Matt Huculak | Movers & Shakers 2024—Educators

As Head, Advanced Research Services and Digital Scholarship Librarian with the University of Victoria Libraries, Matt Huculak examines librarians’ role in scholarly communication, archiving, and collecting, while collaborating with other disciplines to bring that documentation to life.

CURRENT POSITION

Head, Advanced Research Services & Digital Scholarship Librarian, University of Victoria Libraries, BC


DEGREE

MLIS, San José State University, 2017; PhD, English Language and Literature/Letters, University of Tulsa, 2009


FOLLOW

visualnarratives.org; holocaustgraphicnovels.org; bit.ly/HuculakORCID


Photo by UVIC Photo Services

 

 

 

 

The Memory Business

“We are in the documentation business, the memory business, and that’s a heavy responsibility,” says Matt Huculak. As Head, Advanced Research Services and Digital Scholarship Librarian with the University of Victoria Libraries, Huculak examines librarians’ role in scholarly communication, archiving, and collecting, while collaborating with other disciplines to bring that documentation to life.

This commitment to storytelling was evident when Huculak was invited to stay at the Ravensbrück Nazi Concentration Camp Memorial and Interpretation site in north Germany and work with researchers, artists, Holocaust survivors, and educators to develop new ideas for teaching the Holocaust through graphic novels. Huculak describes the Narrative Art and Visual Storytelling in Human Rights and Holocaust Education project as “all about memory, and who gets to tell stories.” Survivors collaborate with artists to tell those stories—including in the graphic novel But I Live: Three Stories of Child Survivors of the Holocaust.

Huculak’s other projects include the Spotlight digital exhibition platform, which, he says, impacts “how university collections and archives can be used in the teaching and research process.” Exhibits on the platform, created by librarians, scholars, and community members, highlight and interpret special collections and archives.

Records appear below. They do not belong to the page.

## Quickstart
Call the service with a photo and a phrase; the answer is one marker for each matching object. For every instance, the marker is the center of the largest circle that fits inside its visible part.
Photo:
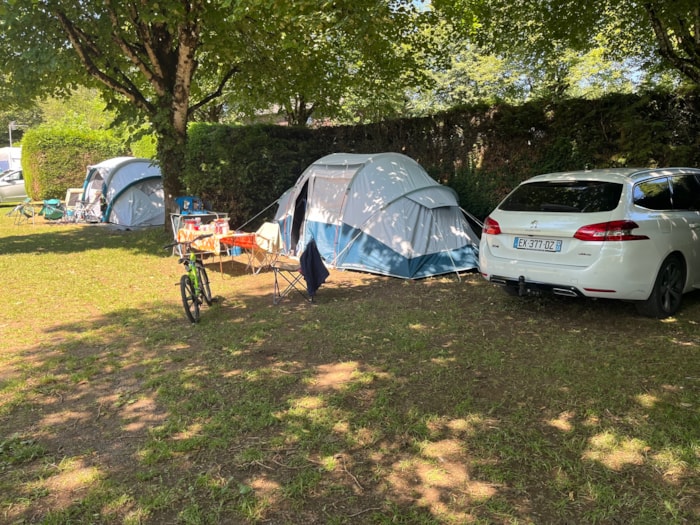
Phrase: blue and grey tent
(127, 191)
(379, 213)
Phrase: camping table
(210, 244)
(177, 221)
(247, 242)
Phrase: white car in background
(12, 186)
(630, 234)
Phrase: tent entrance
(299, 215)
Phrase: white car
(12, 186)
(631, 234)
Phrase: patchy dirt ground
(387, 401)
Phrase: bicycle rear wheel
(189, 299)
(204, 287)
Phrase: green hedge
(55, 158)
(482, 152)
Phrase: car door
(685, 222)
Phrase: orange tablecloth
(209, 244)
(242, 240)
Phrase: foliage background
(481, 151)
(55, 158)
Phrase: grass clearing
(440, 401)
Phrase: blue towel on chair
(312, 268)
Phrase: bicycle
(194, 284)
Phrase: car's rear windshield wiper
(546, 206)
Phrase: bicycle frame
(194, 284)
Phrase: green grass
(441, 401)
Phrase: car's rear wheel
(667, 294)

Spotlight relies on work across university libraries, from metadata librarians to liaison librarians to archivists, as well as thoughtful consultation with faculty. It “has really shown the importance of the connector role librarians have to play in modern scholarship,” Huculak says.

Huculak’s work considers the relationship between human rights testimony and libraries, and how libraries can develop protocols for consent-based archiving and collecting. It demonstrates, he says, “what can happen when people come together consensually and creatively to tell the story that wants to be told.”